Monday, July 5, 2010

The 51st State and the 4th of July

Many people ask me about the culture in Prishtina. While I cannot speak for the greater Kosovo area, I can give you a glimpse into life here:

On any given weekday, you can walk down the main boulevard to see plastic seals, gummy balls, and corn being sold to young mothers in flashy clothing holding finicky two year olds. Young tween girls flock arm in arm in excessive amounts of what looks like Limited Too pink gear. Boys in embroidered jeans and high maintenance hair styles stare at me. Women who look like Ke$ha trip in high heels. Many people sip tasty macchiatos in outdoor cafes, while young professionals from around the world carry backpacks and speak loudly in English. Kosovo is a poor country, judging by the high numbers of brand new Mercedes Benz SUVs, BMWs, and even VWs. Store fronts boast "AMERICAN CLOTHES" and "VICTORY FASHIONS" with flashy made up women as models. Streets are cracking and old buildings in the center of the city still stand. Inserted in the cracks are pieces of American capitalism gone a little haywire.

Despite being a generally poor country, everyone is decked out in many accessories that begs a sort of western acceptance. As one Albanian joked with me, "We albanians are minorities here. Everyone is either a foreigner or wants to be one."

This is accurate. On the 4th of July, I celebrated with hundreds of other Kosovars, listening to local artists on a main stage that had an American flag waving proudly, with the words "Hello America" on a poster with the statue of liberty behind the stage. Everyone stood back as camera crews took up the closest spots to the stage (a good 15ft by 15 foot square). The broadcast was certainly for someone else. I had "Enchiladas ala bil clinton" at the "Route 66" cafe. There were fireworks and celebrations. Even the Canadians, Dutch, and Swedish Ex-pats were celebrating.

On a banner nearby, there flew the Albanian flag, the American flag, the Kosovar flag, the British flag, and the Italian flag. Another building was waving the Swedish flag. Viennese chocolates are sold in grocery stores and Turkish Borek and Doner is everywhere.
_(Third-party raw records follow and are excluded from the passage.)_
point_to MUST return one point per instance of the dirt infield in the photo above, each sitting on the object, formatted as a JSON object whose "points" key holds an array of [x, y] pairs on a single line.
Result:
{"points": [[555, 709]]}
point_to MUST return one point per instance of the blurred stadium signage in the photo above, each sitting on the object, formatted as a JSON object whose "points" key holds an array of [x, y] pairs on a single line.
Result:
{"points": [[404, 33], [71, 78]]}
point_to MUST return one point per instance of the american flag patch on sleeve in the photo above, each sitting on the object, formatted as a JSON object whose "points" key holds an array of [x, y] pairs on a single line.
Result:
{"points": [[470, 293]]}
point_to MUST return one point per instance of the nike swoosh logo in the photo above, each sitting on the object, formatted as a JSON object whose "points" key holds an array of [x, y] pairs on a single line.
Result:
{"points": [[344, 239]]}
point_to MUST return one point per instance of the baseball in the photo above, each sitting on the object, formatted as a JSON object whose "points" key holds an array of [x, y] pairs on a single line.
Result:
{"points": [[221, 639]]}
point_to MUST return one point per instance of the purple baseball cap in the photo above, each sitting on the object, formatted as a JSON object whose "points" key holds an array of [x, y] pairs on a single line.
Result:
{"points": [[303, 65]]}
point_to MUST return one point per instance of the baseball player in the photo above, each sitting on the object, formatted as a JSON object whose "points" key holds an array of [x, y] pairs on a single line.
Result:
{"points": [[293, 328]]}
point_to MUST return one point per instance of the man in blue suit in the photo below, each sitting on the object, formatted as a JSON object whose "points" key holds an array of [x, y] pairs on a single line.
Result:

Don't forget the mosques and the ladies in hijab. Like any good European country, Kosovo too is trying to ban the veil--though protests fueled with 1000s of Muslim veiled women, men in beards, and foreign money take to the streets.

Where is Kosovo? Where is the "culture"? Call it what you will, but in many ways, it is a bit of a mini capitalist Epcot center, where the culture is an amalgamation of cultures, dollars, and music tastes.